Le directeur du Centre cartographique national a déclaré que la principale cause de l’affaissement de terrain à cette échelle en Iran est « l’extraction excessive des eaux souterraines » et a ajouté : « Si cela continue, les infrastructures, les bâtiments, les lignes électriques et même les monuments historiques seront menacés.»
Il a ajouté : « L’affaissement de terrain n’a pas de solution immédiate, et le seul remède durable est de mettre fin à l’extraction excessive d’eau.»
Le Centre cartographique national avait précédemment averti qu’outre Téhéran, d’autres grandes villes, dont Ispahan et Tabriz, étaient également menacées d’affaissement.
La situation d’affaissement de terrain a également été signalée comme grave dans d’autres provinces, notamment Alborz, Fars, Kerman, Hamedan, Semnan, Qazvin, Khorasan-e Razavi, Khorasan-e du Nord et Yazd.
Les statistiques d’affaissement de terrain à Téhéran sont « horribles ».
Poursuivant ses propos sur l’affaissement de terrain à Téhéran et dans d’autres régions du pays, Mohammad Aghamiri, président du Comité de développement urbain du conseil municipal de Téhéran, a déclaré aux journalistes le 28 août : « Les statistiques d’affaissement de terrain à Téhéran sont confidentielles et je ne peux pas les divulguer. Sachez simplement que ces chiffres sont terrifiants.»
Selon Aghamiri, dans le 18e arrondissement de Téhéran, situé sur l’un des principaux aquifères de la ville, « l’extraction excessive d’eau de l’aquifère a été si intense que la zone subit actuellement un affaissement de 20 cm. »
En 2022, l’ancien chef du département de l’environnement de la municipalité de Téhéran a également déclaré Téhéran « détentrice du record mondial d’affaissement de terrain », qualifiant ce phénomène de « séisme silencieux, ou de cancer de la Terre ».

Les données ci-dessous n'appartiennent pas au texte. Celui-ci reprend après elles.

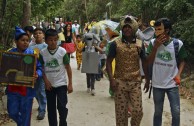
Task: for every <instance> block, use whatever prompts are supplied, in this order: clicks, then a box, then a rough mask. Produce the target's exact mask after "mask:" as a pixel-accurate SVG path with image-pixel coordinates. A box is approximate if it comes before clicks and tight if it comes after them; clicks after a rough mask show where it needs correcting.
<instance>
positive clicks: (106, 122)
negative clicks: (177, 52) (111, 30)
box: [3, 59, 194, 126]
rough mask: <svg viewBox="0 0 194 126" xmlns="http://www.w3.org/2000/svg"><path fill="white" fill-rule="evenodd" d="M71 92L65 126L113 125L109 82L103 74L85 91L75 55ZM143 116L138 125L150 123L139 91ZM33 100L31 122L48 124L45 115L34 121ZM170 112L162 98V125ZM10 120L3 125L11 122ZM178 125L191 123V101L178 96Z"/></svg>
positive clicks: (185, 124)
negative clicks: (68, 112)
mask: <svg viewBox="0 0 194 126" xmlns="http://www.w3.org/2000/svg"><path fill="white" fill-rule="evenodd" d="M71 66H72V70H73V85H74V92H73V93H72V94H69V95H68V97H69V103H68V108H69V114H68V124H69V126H115V114H114V101H113V98H111V97H110V95H109V93H108V88H109V82H108V80H107V79H106V78H103V79H102V80H101V81H96V96H91V95H90V94H88V93H87V92H86V75H85V74H82V73H81V72H80V71H78V70H76V62H75V59H71ZM142 99H143V111H144V116H143V119H142V122H141V126H152V118H153V110H154V106H153V100H152V98H151V99H148V94H144V93H143V98H142ZM37 107H38V106H37V102H36V100H34V105H33V111H32V126H48V121H47V118H45V119H44V120H42V121H37V120H36V116H37ZM170 122H171V115H170V108H169V103H168V100H167V98H166V100H165V105H164V113H163V126H170ZM15 125H16V124H14V123H12V122H11V123H8V124H4V125H3V126H15ZM181 126H194V105H193V104H192V103H191V101H190V100H186V99H181Z"/></svg>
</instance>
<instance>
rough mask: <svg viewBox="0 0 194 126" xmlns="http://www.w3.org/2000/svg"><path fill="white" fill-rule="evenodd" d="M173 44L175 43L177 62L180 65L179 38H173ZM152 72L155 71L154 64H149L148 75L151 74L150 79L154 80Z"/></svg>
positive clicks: (178, 65) (174, 47)
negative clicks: (178, 59)
mask: <svg viewBox="0 0 194 126" xmlns="http://www.w3.org/2000/svg"><path fill="white" fill-rule="evenodd" d="M173 45H174V52H175V58H176V63H177V66H179V61H178V52H179V42H178V39H175V38H173ZM152 72H153V64H151V65H149V66H148V75H149V79H150V80H152Z"/></svg>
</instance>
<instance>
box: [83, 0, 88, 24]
mask: <svg viewBox="0 0 194 126" xmlns="http://www.w3.org/2000/svg"><path fill="white" fill-rule="evenodd" d="M84 5H85V12H86V18H87V21H88V22H89V19H88V11H87V0H84Z"/></svg>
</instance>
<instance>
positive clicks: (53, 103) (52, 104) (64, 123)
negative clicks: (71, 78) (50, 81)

Des études antérieures menées par l’Institut d’études géologiques iranien avaient montré que certaines zones autour de Téhéran subissaient un affaissement annuel de 25 centimètres, bien que cet affaissement ne soit pas uniforme dans toute la périphérie de Téhéran.
Certains experts, se référant à des images satellite de l’institut de recherche « IntelLab » sur l’affaissement de terrain autour de Téhéran, avaient précédemment décrit ce phénomène comme une « bombe à retardement silencieuse » et une « menace pour les 13 millions de personnes vivant dans ces zones ».
Selon les experts, la pression exercée par l’extraction des eaux souterraines, combinée à la capacité des terres des aquifères à s’affaisser, crée une interaction qui fait varier le taux d’affaissement de terrain d’une année à l’autre.
Sur cette base, l’affaissement du sol se produit principalement sur les terres agricoles situées en périphérie des villes et des villages, composées de sédiments ou de sols fins.
Des études antérieures du Service géologique ont montré que l’affaissement du sol existe dans toutes les plaines d’Iran « contenant de l’eau douce extractible » et qu’« aucune plaine en Iran n’a été épargnée par l’affaissement du sol ».
Les experts estiment que l’affaissement du sol « signifie la mort des aquifères » et que, lorsque les particules de l’aquifère sont comprimées par l’affaissement du sol, elles ne peuvent plus revenir à leur état initial. Par conséquent, l’affaissement du sol est considéré comme un risque irréversible.